Farming debt has fallen by 1.2% in the past year, according to figures from the Bank of England.

Farm businesses had borrowed £9.39bn at the end of March this year, a reduction of £113m compared to the same time last year.

The figure is 2.4% lower than the borrowing record of £9.62bn in December last year.

Despite the reduction, the cost of borrowing has increased by £23.5m after the Bank of England’s Monetary Policy Committee voted to increase interest rates to 5.5% last week.

Euryn Jones, Barclays’ agricultural policy director, said the interest rate rise would cost the industry “significantly more” than it saved by reduced borrowing.

“Every 0.25% increase in base rate costs UK farming around £23.5 million, whereas the saving on interest charges due to a £113 million reduction in borrowing only amounts to around £8 million,” he said.

“An increase of 0.25% does not sound very significant, but during the last twelve months, rates have increased by a full one percent, which has increased the costs to farming businesses by nearly £100 million per year.”

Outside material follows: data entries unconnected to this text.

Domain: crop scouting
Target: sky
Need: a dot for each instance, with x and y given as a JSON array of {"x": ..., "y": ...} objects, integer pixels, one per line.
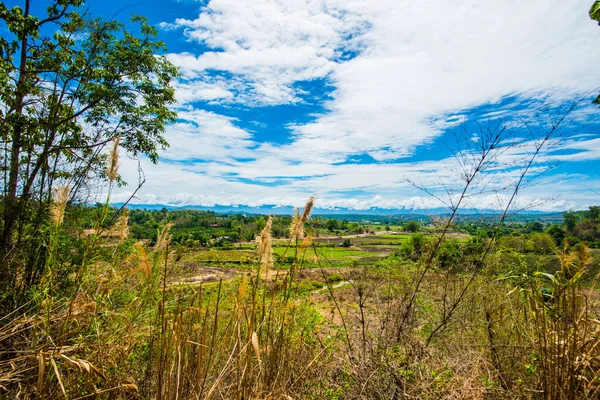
[{"x": 374, "y": 104}]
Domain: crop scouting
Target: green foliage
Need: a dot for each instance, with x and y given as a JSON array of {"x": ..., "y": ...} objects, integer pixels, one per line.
[
  {"x": 68, "y": 86},
  {"x": 557, "y": 233}
]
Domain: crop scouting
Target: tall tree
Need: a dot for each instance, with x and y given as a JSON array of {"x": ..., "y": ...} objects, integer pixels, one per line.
[
  {"x": 595, "y": 15},
  {"x": 70, "y": 84}
]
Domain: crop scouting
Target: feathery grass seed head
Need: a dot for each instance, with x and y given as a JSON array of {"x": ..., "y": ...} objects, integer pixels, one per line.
[{"x": 60, "y": 197}]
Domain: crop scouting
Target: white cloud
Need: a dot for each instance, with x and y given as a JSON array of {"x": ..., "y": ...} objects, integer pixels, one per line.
[{"x": 417, "y": 67}]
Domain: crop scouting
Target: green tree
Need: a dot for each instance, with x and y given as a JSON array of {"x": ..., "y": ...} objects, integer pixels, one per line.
[
  {"x": 332, "y": 225},
  {"x": 63, "y": 97},
  {"x": 411, "y": 226},
  {"x": 557, "y": 233}
]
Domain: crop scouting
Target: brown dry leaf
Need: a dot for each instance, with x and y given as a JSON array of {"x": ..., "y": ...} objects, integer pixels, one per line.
[{"x": 82, "y": 365}]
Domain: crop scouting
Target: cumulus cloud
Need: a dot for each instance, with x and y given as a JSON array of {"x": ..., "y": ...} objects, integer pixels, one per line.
[{"x": 401, "y": 73}]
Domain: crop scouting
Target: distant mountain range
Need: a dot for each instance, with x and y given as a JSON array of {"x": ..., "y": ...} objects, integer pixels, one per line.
[{"x": 287, "y": 210}]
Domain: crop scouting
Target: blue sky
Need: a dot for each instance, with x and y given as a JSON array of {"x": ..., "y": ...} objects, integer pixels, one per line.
[{"x": 360, "y": 101}]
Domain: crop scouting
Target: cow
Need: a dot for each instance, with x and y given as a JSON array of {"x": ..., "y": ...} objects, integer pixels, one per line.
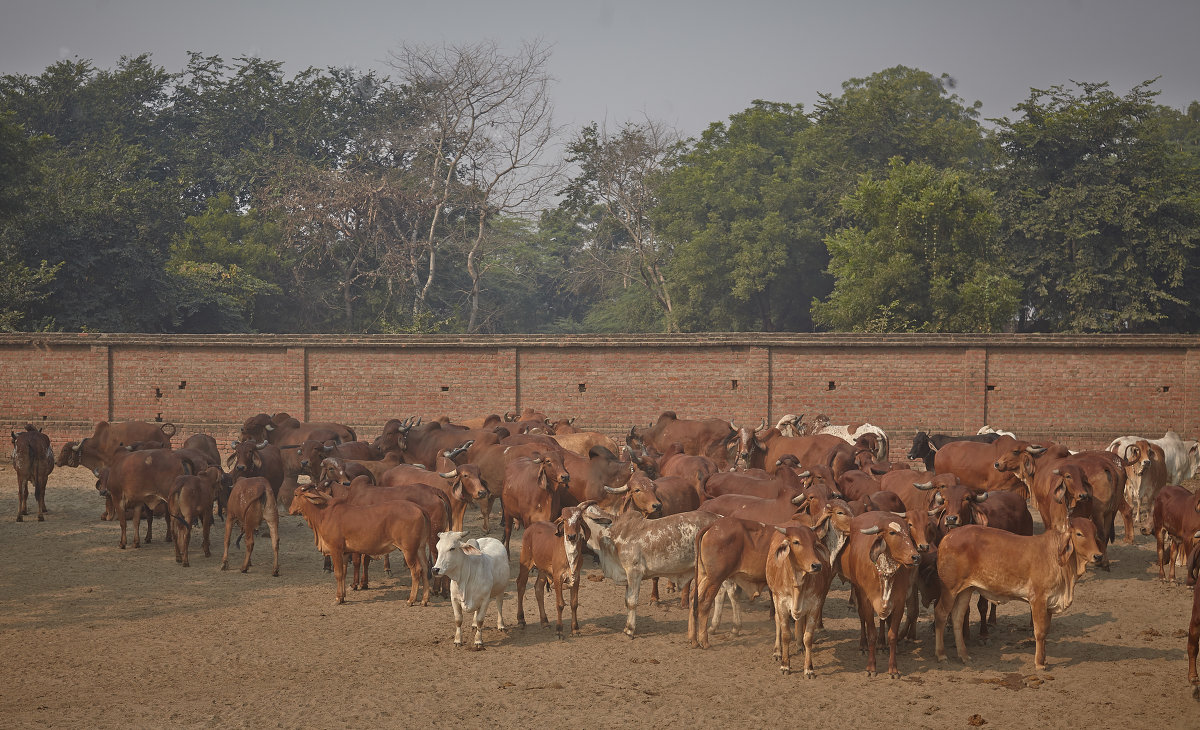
[
  {"x": 546, "y": 548},
  {"x": 312, "y": 453},
  {"x": 979, "y": 465},
  {"x": 1173, "y": 519},
  {"x": 855, "y": 434},
  {"x": 1182, "y": 455},
  {"x": 34, "y": 460},
  {"x": 708, "y": 437},
  {"x": 880, "y": 561},
  {"x": 342, "y": 527},
  {"x": 1041, "y": 570},
  {"x": 96, "y": 450},
  {"x": 798, "y": 574},
  {"x": 479, "y": 572},
  {"x": 534, "y": 488},
  {"x": 583, "y": 442},
  {"x": 925, "y": 446},
  {"x": 251, "y": 502},
  {"x": 142, "y": 479},
  {"x": 191, "y": 500},
  {"x": 633, "y": 548},
  {"x": 283, "y": 430},
  {"x": 1194, "y": 624},
  {"x": 1145, "y": 477}
]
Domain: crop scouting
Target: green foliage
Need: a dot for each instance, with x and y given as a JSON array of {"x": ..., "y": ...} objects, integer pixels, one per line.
[
  {"x": 1101, "y": 210},
  {"x": 921, "y": 256}
]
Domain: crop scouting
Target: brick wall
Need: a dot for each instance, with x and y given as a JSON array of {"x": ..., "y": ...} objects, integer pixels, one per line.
[{"x": 1079, "y": 389}]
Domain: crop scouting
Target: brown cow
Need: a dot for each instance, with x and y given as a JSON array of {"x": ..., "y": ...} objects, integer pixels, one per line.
[
  {"x": 191, "y": 500},
  {"x": 533, "y": 490},
  {"x": 34, "y": 460},
  {"x": 708, "y": 437},
  {"x": 251, "y": 502},
  {"x": 142, "y": 479},
  {"x": 981, "y": 465},
  {"x": 1194, "y": 624},
  {"x": 556, "y": 556},
  {"x": 341, "y": 528},
  {"x": 798, "y": 574},
  {"x": 1041, "y": 570},
  {"x": 880, "y": 561},
  {"x": 1173, "y": 520}
]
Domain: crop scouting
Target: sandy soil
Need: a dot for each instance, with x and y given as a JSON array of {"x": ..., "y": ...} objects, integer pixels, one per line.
[{"x": 97, "y": 636}]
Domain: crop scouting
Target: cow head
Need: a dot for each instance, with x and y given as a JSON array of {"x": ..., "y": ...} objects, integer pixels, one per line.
[{"x": 639, "y": 494}]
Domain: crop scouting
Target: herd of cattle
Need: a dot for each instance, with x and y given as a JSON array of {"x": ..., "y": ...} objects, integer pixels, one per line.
[{"x": 714, "y": 508}]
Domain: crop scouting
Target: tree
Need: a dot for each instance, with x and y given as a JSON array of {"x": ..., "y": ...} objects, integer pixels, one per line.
[
  {"x": 1101, "y": 211},
  {"x": 921, "y": 256},
  {"x": 616, "y": 187},
  {"x": 747, "y": 249}
]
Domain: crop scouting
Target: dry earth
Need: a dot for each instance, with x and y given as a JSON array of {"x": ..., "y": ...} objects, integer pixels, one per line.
[{"x": 95, "y": 636}]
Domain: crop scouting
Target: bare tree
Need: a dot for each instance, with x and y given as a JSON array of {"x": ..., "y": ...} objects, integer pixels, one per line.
[
  {"x": 618, "y": 174},
  {"x": 487, "y": 124}
]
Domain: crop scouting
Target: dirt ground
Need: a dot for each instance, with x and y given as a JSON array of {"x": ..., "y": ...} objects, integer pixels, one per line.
[{"x": 97, "y": 636}]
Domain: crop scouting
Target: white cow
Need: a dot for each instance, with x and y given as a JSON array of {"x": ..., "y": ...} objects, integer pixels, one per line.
[
  {"x": 633, "y": 548},
  {"x": 479, "y": 572},
  {"x": 1182, "y": 456}
]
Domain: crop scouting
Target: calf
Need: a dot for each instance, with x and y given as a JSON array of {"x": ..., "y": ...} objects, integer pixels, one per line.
[
  {"x": 1174, "y": 518},
  {"x": 533, "y": 490},
  {"x": 798, "y": 575},
  {"x": 341, "y": 528},
  {"x": 556, "y": 556},
  {"x": 880, "y": 561},
  {"x": 1194, "y": 626},
  {"x": 631, "y": 548},
  {"x": 34, "y": 460},
  {"x": 1041, "y": 570},
  {"x": 479, "y": 573},
  {"x": 191, "y": 500},
  {"x": 252, "y": 501}
]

While Mr Jones reckoned interest rates had probably peaked, farmers with long-term borrowings should look at protecting their business from potential rate hikes, he said.

“It should be borne in mind that farmers who hold credit balances will benefit from higher interest rates.

“Unfortunately though, higher interest rates also tend to strengthen the British currency, which in turn has an adverse effect on farm commodity prices by making imports cheaper and exports less competitive.”